Besides from the many differences in culture, social norms, language, and traditions, I have found an aspect in many people in the area that I can relate with, and helps me to get closer to them. I have come to realize, that in the Bethlehem district, a great number of Palestinians have migrated out of the country due to the many difficulties they face here. But what really surprises me is that most of them, especially Christians, have gone to countries in Latin America, such as Chile, Honduras, Panama, Peru, and some others. Because of this, most of the time when people ask me where I am from, when I say I am from Ecuador, they all have either heard about it, have relatives there, have visited, and some even answer me back in Spanish.
Gathering information from different people in the area, I have come to understand a little better about the waves of migration from the Bethlehem district to different countries in Latin America and elsewhere. Many of the migration happened at the end of the last century, 1800, under the Ottoman rule, and it seems that one of the mayor reasons was because many people did not want to be part of the military, which was obligatory at that time. At this point, many people migrated to South America. However, the biggest wave of migration came later, under the British occupation of the area, when many families tried to reunite their members and so entire families migrated to meet their relatives in different countries. Since then, and due to the difficult situation of living under Israeli control, many more people have used family connections in other countries to migrate looking for a better life.
Because of this, some estimates show that in Latin America there are around 500,000 Christians Palestinians in countries like Chile, Honduras, Venezuela, Brazil, among others. The city of Beit Jala, close to Bethlehem, with a population of around 12,000 people, the majority Christians, has 78,000 people, originally from Beit Jala, living in Chile along. This has created strong links between Beit Jala and Santiago de Chile.
While attending the Crimesan weekly mass, just outside of Beit Jala, which is a Catholic weekly prayer against the construction of the wall, I was surprised when I found out that one of the priests that attend the mass was from Argentina. A few weeks later, however, I met a Chilean family that was visiting their remaining relatives in Beit Jala, as they try to do every year in order to maintain the connection strong. As the Easter festivities approached, however, I started to hear more Spanish in the crowd, to see more shorts and sleeveless shirts (not common for Palestinians), more cameras and more Chilean flags. The link reached its highest point when at some point part the mass was given in Spanish!!

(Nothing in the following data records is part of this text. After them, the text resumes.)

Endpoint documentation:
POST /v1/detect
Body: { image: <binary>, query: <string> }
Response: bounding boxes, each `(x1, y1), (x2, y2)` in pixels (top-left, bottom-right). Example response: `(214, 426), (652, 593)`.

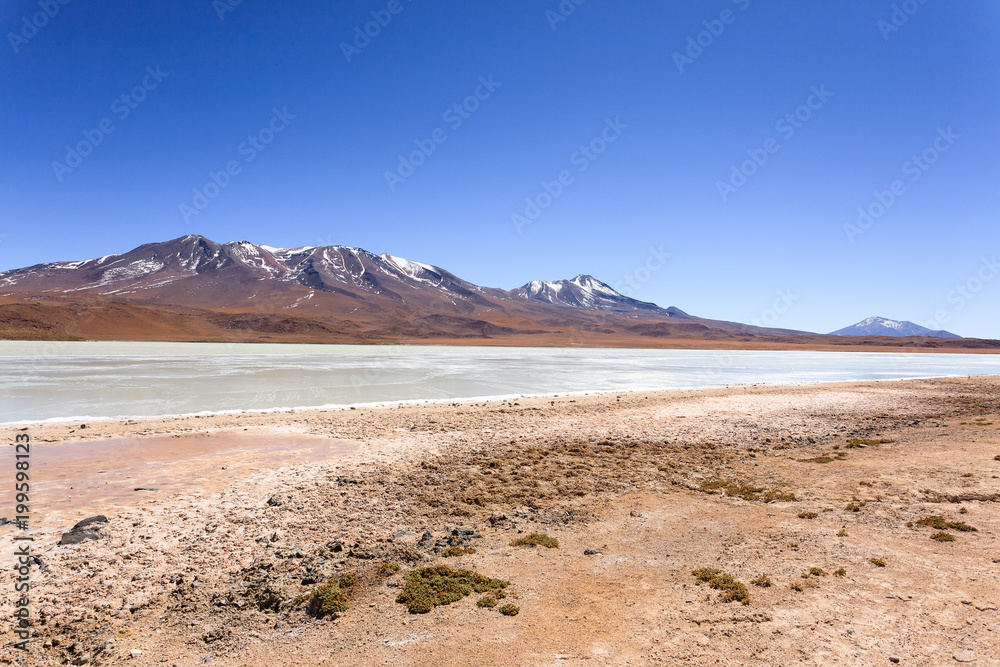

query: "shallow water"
(0, 341), (1000, 423)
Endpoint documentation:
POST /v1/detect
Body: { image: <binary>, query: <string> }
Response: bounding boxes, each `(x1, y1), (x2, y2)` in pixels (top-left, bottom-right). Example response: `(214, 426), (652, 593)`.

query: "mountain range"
(830, 316), (961, 338)
(0, 234), (988, 347)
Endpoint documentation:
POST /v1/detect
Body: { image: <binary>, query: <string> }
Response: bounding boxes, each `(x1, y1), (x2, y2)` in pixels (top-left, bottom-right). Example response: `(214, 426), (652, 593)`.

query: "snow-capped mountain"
(0, 234), (686, 317)
(830, 317), (961, 338)
(511, 274), (687, 317)
(0, 234), (832, 345)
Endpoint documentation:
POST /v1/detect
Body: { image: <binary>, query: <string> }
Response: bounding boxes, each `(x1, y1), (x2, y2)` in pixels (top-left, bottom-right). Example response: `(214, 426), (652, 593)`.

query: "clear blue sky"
(0, 0), (1000, 337)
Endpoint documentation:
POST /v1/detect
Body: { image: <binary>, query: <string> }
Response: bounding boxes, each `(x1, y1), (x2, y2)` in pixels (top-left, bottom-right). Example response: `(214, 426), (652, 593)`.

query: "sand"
(0, 377), (1000, 666)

As recently as a week ago, I attended a house demolition by the Israeli military, just outside Beit Jala. For my surprise, as I was introducing myself to the owner of the house, he stopped me and switching his voice from broken English into a fluent Spanish, started telling me the whole situation and even his personal story. George, originally from Beit Jala, lived in Colombia for many years, in Barranquilla, and now has 6 children and many grandchildren, all Colombians. He came back some years ago to live in Beit Jala in order to cultivate his family land. While he was telling the story of the farm house that was demolished, he also told me, very frustrated, the difficulties of living under occupation and of being part of the Christian minority in the region. He told me that once his last daughter graduates from high school, he is thinking of going back to Colombia, to get together with the rest of his family and have a somewhat easier life.

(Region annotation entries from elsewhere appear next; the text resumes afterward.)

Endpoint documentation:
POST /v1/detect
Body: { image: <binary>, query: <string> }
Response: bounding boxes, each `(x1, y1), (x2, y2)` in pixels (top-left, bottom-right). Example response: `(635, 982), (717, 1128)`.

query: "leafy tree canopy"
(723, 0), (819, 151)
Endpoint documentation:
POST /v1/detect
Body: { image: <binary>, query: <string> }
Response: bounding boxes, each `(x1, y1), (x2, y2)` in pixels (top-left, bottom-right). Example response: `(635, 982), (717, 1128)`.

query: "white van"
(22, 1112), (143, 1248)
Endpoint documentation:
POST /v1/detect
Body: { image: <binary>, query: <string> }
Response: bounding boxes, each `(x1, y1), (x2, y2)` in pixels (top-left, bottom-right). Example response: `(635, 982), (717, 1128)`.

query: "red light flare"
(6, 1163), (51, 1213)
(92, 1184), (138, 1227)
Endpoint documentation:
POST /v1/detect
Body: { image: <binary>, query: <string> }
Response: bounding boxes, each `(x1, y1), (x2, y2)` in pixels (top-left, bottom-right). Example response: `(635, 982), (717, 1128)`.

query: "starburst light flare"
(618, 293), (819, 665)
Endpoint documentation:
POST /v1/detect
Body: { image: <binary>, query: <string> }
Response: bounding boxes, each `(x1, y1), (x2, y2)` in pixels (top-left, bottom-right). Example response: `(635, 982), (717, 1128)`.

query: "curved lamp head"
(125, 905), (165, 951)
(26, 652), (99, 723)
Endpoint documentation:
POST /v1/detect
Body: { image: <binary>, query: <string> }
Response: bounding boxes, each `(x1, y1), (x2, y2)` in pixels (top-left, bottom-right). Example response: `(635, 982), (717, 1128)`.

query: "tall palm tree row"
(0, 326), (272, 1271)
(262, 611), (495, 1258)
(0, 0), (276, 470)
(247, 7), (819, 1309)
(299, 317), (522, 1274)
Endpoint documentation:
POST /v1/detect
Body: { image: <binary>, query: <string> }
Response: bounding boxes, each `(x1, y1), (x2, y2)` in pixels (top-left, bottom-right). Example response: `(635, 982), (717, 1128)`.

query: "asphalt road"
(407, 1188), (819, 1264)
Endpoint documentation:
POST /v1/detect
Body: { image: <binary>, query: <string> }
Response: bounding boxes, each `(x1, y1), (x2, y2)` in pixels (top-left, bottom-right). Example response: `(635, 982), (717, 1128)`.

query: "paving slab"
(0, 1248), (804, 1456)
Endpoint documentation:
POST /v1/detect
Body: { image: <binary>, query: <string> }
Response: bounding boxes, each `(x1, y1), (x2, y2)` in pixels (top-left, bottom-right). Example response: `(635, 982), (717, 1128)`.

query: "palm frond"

This example only made me realize that the migration phenomenon is still very present among the Christian families in the region, and how the Israeli policies against Palestine are actually forcing people, including many Christians, to leave their land and migrate far away looking for a better life.
This scenario of mass migration is well known for Ecuadorians, where most of the families have a migrant relative living abroad or know someone that has migrated. Because of this, I have been able to create this strange connection with people around the area and it has allowed me to understand some of the conflicts and nostalgia that exists around their stories.